O Brasil é muito grande (frase rara),
e suas realidades são totalmente diversas, para não dizer que, freqüentemente, opostas. O operário de São
Paulo é classe média no Nordeste. O
empresário do Nordeste é vendedor
ambulante na 25 de Março paulistana.
Se na paisagem humana é assim, pior
nas paisagens sociais.
No Brasil, partidos nacionais e homogêneos são contra as leis do possível. Ulisses dizia que ninguém morava
na União. Eu acrescento: mora no
município. Em cada um deles existe
um partido com suas rivalidades autônomas, independentes de qualquer
legenda. Nas eleições municipais, os
eleitores atiram com pistola mais de
perto, deixam de lado razões doutrinárias ou políticas.
"Não me peçam coerência", já dizia
Fernando Pessoa. Esse é o lema das
eleições municipais. Tome-se o exemplo do Rio de Janeiro, o mais falado.
Atravessou a baía, passou a ponte, e já
um partido é outro, sendo o mesmo
que o outro era. O mesmo acontece no
país inteiro, fenômeno autêntico da irrealidade do quadro partidário, dito
nacional, na verdade distrital.
Há bastante tempo, na década de 70,
fiz uma conferência na Escola Superior de Guerra sobre partidos políticos. E repetia a mais simples de todas
as definições sobre eles: "É um grupo
de pressão que, na sociedade democrática, não deseja influenciar o poder,
mas deseja exercer o poder" e, para isso, todas as alianças são buscadas,
mesmo que não sejam coerentes. Passam a ser as regras do embate político,
o jogo do poder, que muitas vezes se
transforma numa guerra. Aliás, foi Lênin que propôs que à política fossem
aplicadas as leis da guerra: aniquilar o
inimigo de todas as maneiras e com
todas as armas. Daí essa amoralidade
ou imoralidade de que os fins justificam os meios.

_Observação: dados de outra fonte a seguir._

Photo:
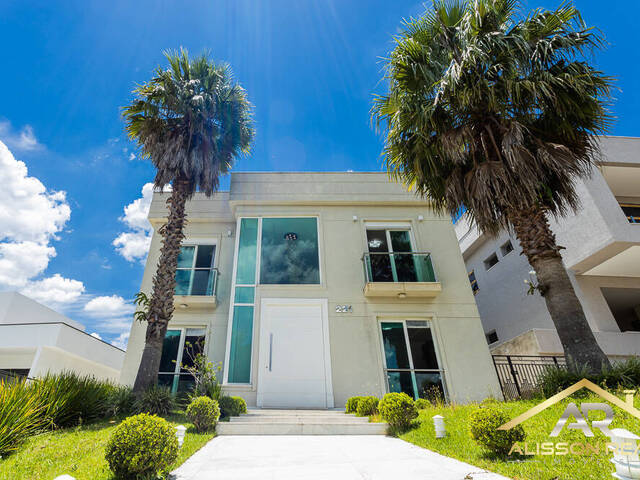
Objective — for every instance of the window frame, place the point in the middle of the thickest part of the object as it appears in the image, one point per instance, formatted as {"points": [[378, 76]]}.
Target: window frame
{"points": [[486, 260], [256, 283], [179, 355], [427, 324], [259, 254], [504, 246], [475, 288], [197, 242], [493, 331]]}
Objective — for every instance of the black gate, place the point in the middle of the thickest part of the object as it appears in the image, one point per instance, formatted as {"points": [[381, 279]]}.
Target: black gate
{"points": [[519, 374]]}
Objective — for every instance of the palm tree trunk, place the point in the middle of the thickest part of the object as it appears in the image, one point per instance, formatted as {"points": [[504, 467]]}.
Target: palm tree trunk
{"points": [[164, 282], [539, 245]]}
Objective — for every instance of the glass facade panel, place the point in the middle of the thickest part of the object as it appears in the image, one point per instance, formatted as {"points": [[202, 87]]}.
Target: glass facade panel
{"points": [[421, 377], [195, 274], [247, 252], [193, 345], [244, 295], [170, 348], [289, 251], [423, 351], [400, 382], [183, 282], [185, 257], [240, 351], [200, 285], [204, 258], [395, 345]]}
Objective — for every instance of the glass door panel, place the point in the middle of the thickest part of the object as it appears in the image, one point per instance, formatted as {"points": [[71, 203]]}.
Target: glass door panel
{"points": [[411, 364], [380, 264], [405, 266], [423, 351], [395, 346]]}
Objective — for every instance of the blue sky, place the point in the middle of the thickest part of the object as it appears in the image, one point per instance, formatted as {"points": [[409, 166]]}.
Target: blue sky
{"points": [[310, 68]]}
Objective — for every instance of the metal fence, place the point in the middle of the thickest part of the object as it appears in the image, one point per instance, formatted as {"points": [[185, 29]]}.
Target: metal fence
{"points": [[519, 375]]}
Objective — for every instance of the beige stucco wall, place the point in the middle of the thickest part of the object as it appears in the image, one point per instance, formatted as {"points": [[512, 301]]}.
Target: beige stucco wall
{"points": [[355, 340]]}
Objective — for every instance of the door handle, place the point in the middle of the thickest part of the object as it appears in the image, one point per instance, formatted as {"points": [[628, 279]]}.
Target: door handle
{"points": [[270, 350]]}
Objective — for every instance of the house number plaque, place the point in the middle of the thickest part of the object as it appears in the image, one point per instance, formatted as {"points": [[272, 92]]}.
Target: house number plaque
{"points": [[344, 309]]}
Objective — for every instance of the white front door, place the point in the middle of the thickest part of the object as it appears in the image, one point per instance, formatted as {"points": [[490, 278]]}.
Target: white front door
{"points": [[294, 370]]}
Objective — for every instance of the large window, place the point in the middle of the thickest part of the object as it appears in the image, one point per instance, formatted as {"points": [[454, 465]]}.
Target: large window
{"points": [[411, 364], [195, 274], [179, 349], [289, 251], [390, 258], [243, 298]]}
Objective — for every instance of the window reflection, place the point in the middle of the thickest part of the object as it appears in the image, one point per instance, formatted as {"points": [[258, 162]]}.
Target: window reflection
{"points": [[289, 251]]}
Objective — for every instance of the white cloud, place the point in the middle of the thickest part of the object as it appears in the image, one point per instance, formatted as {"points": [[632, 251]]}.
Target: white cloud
{"points": [[54, 290], [121, 341], [108, 307], [23, 139], [134, 244], [30, 218]]}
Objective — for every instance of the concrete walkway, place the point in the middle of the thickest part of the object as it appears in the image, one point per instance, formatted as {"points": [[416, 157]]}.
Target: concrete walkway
{"points": [[348, 457]]}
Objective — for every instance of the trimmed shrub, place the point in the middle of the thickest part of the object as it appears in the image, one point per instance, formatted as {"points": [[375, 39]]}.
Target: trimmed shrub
{"points": [[352, 405], [398, 410], [20, 414], [120, 401], [71, 399], [142, 446], [367, 406], [483, 429], [156, 400], [203, 412], [232, 406]]}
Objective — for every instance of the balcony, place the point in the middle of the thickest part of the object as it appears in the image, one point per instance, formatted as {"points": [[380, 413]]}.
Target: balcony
{"points": [[196, 288], [400, 275]]}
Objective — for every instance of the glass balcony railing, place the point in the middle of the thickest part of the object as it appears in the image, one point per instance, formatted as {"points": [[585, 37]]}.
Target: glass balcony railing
{"points": [[398, 267], [632, 212]]}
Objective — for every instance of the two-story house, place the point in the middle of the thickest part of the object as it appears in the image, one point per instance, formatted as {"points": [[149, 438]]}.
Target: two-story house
{"points": [[602, 256], [313, 287]]}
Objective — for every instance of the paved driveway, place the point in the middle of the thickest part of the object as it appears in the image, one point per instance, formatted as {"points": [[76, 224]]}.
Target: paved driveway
{"points": [[324, 458]]}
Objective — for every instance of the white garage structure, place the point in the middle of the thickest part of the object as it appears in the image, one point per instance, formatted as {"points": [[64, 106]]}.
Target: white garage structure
{"points": [[35, 340]]}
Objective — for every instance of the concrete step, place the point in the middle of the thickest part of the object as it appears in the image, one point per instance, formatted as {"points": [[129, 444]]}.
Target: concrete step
{"points": [[300, 428], [299, 419], [298, 412]]}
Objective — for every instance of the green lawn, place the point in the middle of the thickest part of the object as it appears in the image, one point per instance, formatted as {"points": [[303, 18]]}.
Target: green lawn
{"points": [[79, 452], [459, 445]]}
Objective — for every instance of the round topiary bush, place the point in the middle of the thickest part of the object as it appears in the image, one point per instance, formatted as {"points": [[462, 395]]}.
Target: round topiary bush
{"points": [[232, 406], [352, 405], [483, 428], [142, 446], [203, 412], [367, 406], [398, 410]]}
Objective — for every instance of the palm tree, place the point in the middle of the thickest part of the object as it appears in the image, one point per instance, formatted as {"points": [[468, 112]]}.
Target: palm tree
{"points": [[498, 112], [191, 120]]}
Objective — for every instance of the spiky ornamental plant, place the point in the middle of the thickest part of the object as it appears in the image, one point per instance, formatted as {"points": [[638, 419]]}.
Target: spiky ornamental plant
{"points": [[192, 121], [498, 112]]}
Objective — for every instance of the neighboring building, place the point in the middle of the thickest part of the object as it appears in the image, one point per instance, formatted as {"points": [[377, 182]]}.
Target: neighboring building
{"points": [[35, 340], [288, 281], [602, 255]]}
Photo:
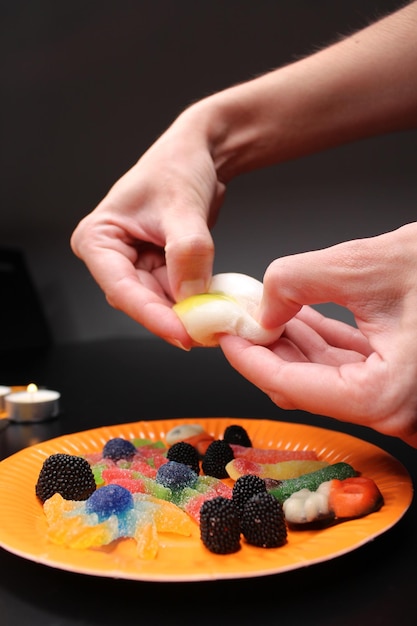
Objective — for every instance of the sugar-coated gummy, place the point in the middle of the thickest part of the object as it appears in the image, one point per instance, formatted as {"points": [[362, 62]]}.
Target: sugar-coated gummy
{"points": [[220, 526], [69, 475], [176, 475], [118, 448], [263, 522], [109, 500], [184, 452], [244, 488], [217, 456], [234, 433]]}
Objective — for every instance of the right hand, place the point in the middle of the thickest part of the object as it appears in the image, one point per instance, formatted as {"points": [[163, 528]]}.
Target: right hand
{"points": [[148, 243]]}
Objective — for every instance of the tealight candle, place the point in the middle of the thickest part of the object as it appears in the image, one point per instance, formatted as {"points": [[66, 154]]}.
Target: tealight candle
{"points": [[4, 391], [32, 405]]}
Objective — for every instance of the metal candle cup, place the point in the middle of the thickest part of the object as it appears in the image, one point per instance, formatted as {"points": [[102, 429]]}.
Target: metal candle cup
{"points": [[32, 406], [4, 391]]}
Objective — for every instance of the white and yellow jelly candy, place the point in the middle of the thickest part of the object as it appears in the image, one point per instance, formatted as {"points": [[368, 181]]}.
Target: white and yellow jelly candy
{"points": [[228, 307]]}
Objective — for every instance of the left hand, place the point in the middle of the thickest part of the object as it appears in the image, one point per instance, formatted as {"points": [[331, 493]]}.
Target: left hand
{"points": [[365, 375]]}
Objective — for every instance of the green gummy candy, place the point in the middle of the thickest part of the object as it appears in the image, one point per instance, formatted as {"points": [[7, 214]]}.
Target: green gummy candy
{"points": [[312, 481]]}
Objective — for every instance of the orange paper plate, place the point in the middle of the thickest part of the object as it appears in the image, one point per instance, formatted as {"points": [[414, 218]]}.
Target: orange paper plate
{"points": [[23, 526]]}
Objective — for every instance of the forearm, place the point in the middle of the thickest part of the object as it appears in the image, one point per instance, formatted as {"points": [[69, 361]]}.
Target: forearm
{"points": [[361, 86]]}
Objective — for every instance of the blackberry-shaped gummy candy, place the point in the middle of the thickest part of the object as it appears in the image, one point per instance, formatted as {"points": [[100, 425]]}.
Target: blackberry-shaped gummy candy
{"points": [[184, 452], [263, 522], [244, 488], [109, 500], [217, 456], [238, 435], [220, 526], [176, 475], [118, 448], [69, 475]]}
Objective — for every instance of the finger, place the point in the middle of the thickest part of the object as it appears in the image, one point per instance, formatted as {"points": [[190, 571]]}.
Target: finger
{"points": [[346, 274], [335, 332], [315, 348], [189, 253], [136, 292], [346, 393]]}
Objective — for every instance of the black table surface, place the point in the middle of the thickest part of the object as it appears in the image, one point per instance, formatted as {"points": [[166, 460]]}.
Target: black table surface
{"points": [[128, 380]]}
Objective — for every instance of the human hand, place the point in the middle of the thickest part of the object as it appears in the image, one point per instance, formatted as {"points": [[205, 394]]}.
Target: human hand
{"points": [[365, 375], [148, 244]]}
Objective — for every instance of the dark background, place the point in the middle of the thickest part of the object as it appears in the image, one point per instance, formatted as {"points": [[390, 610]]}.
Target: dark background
{"points": [[88, 85]]}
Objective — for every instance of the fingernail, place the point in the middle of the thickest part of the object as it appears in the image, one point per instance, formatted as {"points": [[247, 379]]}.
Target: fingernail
{"points": [[191, 288], [176, 343]]}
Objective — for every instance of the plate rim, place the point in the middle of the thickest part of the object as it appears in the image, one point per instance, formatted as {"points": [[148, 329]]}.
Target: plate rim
{"points": [[43, 450]]}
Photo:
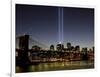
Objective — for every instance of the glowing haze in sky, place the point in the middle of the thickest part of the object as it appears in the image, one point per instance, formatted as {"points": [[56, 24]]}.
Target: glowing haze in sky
{"points": [[43, 22]]}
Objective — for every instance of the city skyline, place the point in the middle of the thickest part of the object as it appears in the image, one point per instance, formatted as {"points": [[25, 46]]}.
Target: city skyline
{"points": [[41, 22]]}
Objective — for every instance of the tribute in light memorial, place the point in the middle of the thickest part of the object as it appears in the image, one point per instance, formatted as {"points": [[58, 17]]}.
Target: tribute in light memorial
{"points": [[53, 38]]}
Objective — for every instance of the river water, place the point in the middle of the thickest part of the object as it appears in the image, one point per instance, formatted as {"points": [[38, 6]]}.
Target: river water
{"points": [[72, 65]]}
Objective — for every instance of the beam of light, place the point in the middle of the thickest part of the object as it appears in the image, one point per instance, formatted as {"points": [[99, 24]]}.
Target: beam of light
{"points": [[60, 25]]}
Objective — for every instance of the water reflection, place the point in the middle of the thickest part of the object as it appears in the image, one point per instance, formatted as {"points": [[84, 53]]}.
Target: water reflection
{"points": [[56, 66]]}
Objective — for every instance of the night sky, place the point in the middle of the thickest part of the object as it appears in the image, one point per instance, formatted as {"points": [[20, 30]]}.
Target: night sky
{"points": [[41, 22]]}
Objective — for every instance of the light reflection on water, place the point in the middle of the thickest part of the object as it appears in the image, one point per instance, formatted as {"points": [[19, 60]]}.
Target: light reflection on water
{"points": [[57, 66]]}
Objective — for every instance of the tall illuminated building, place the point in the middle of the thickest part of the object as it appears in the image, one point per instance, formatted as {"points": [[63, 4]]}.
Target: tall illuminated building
{"points": [[52, 47], [60, 47], [68, 45]]}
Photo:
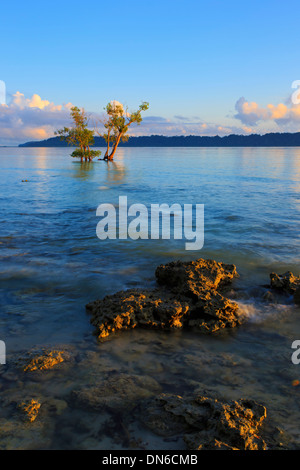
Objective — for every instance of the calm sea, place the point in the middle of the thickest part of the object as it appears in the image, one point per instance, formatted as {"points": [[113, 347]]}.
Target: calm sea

As alianças que se formam podem
parecer estranhas, mas são legítimas,
porque representativas. É o caso da
China, que está lutando para evitar a
entrada do Viagra temendo que ele
venha a destruir o seu programa de
natalidade, assanhando os chineses.
Assim, suspendeu as patentes e começou a enfrentar as falsificações, porque
a realidade necessária ninguém segura, principalmente o desejo da ilusão
colorida de uma aliança. O mesmo
que acontece, com mais praticidade e
menos prazer, com as nossas eleições
municipais.
Querer evitá-las é o mesmo que tirar
o sofá da sala. Só que esse é um sofá
que não tem como sair e será o permanente lugar das infidelidades, com encontro marcado, de quatro em quatro
anos.
Em Cingapura, também foi proibido
chiclete. Depois de muito protesto, inclusive dos americanos, foi liberado,
desde que usado com receita médica.
Não é o caso de Niterói nem de São
Paulo.
José Sarney escreve às sextas-feiras nesta coluna.